The Undue Hardship Standard
Student loans are not automatically discharged in bankruptcy. Under 11 U.S.C. Section 523(a)(8), you must prove "undue hardship" through an adversary proceeding -- a separate lawsuit within your bankruptcy case.
Most courts use the Brunner test, which requires proving all three elements:
- You cannot maintain a minimal standard of living for yourself and dependents if forced to repay
- Additional circumstances exist showing this hardship will persist for a significant portion of the repayment period
- You have made good faith efforts to repay (including exploring income-driven repayment plans)
2023 DOJ Guidance: The Department of Justice issued new guidance making it easier for borrowers to seek student loan discharge. The DOJ now evaluates cases using a more practical framework and may support the debtor's position if the facts warrant discharge.

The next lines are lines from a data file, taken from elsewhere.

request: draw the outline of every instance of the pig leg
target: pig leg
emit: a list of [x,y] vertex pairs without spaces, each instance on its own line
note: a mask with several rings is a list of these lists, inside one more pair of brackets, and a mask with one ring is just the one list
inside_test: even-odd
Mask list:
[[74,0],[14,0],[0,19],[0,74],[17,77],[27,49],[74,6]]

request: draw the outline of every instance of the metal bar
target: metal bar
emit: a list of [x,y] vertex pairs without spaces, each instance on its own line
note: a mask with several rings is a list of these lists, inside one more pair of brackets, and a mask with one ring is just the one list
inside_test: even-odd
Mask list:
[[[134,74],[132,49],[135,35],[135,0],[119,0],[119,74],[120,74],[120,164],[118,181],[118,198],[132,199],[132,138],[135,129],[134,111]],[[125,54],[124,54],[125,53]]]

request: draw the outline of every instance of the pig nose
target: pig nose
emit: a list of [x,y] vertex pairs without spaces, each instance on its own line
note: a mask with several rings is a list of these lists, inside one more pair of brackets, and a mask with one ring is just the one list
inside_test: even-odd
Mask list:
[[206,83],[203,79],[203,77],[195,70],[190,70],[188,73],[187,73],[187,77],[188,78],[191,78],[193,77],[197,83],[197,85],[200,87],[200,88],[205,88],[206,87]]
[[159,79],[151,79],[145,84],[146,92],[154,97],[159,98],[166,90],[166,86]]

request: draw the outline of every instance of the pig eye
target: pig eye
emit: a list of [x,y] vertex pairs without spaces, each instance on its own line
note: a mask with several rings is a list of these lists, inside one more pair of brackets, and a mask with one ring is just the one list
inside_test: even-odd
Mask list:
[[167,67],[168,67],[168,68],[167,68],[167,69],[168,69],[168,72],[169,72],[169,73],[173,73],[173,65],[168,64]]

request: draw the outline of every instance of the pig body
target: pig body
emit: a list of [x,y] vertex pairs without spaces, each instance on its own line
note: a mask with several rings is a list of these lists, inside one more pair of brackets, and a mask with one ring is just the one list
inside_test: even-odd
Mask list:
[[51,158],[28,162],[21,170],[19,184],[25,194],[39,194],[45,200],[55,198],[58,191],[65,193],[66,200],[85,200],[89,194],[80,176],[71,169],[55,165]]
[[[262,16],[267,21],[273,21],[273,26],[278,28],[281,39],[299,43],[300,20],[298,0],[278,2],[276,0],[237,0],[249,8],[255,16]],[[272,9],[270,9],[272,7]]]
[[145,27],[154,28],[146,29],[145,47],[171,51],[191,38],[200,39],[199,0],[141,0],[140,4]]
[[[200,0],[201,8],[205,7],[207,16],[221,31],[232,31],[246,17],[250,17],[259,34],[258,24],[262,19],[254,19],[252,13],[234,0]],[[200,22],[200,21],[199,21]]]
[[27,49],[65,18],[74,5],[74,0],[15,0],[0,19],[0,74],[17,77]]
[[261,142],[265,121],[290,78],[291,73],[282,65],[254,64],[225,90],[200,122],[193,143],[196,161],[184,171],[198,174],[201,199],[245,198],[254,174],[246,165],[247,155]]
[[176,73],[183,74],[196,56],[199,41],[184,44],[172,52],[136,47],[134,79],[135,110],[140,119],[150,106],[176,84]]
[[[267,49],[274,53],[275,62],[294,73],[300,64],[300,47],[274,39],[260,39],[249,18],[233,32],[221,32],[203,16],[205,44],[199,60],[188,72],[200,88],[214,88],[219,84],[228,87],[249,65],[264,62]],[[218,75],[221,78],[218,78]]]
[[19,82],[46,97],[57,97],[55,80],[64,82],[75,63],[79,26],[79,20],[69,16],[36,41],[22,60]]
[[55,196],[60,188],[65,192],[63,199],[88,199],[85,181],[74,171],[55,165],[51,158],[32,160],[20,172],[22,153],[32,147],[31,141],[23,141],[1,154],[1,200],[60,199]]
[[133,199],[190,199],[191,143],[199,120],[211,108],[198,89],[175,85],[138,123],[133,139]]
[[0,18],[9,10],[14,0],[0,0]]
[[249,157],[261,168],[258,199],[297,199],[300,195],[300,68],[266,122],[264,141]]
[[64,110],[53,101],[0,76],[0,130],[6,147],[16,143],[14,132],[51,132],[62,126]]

When Discharge Is Possible
While difficult, student loan discharge is not impossible. Cases where courts have granted discharge include:
- Permanent disability preventing gainful employment
- Elderly borrowers on fixed income with no realistic repayment capacity
- Borrowers who attended fraudulent schools that closed
- Cases where income-driven repayment plans would result in $0 payments for the foreseeable future
Even partial discharge is possible -- some courts discharge a portion of student loan debt while leaving the remainder.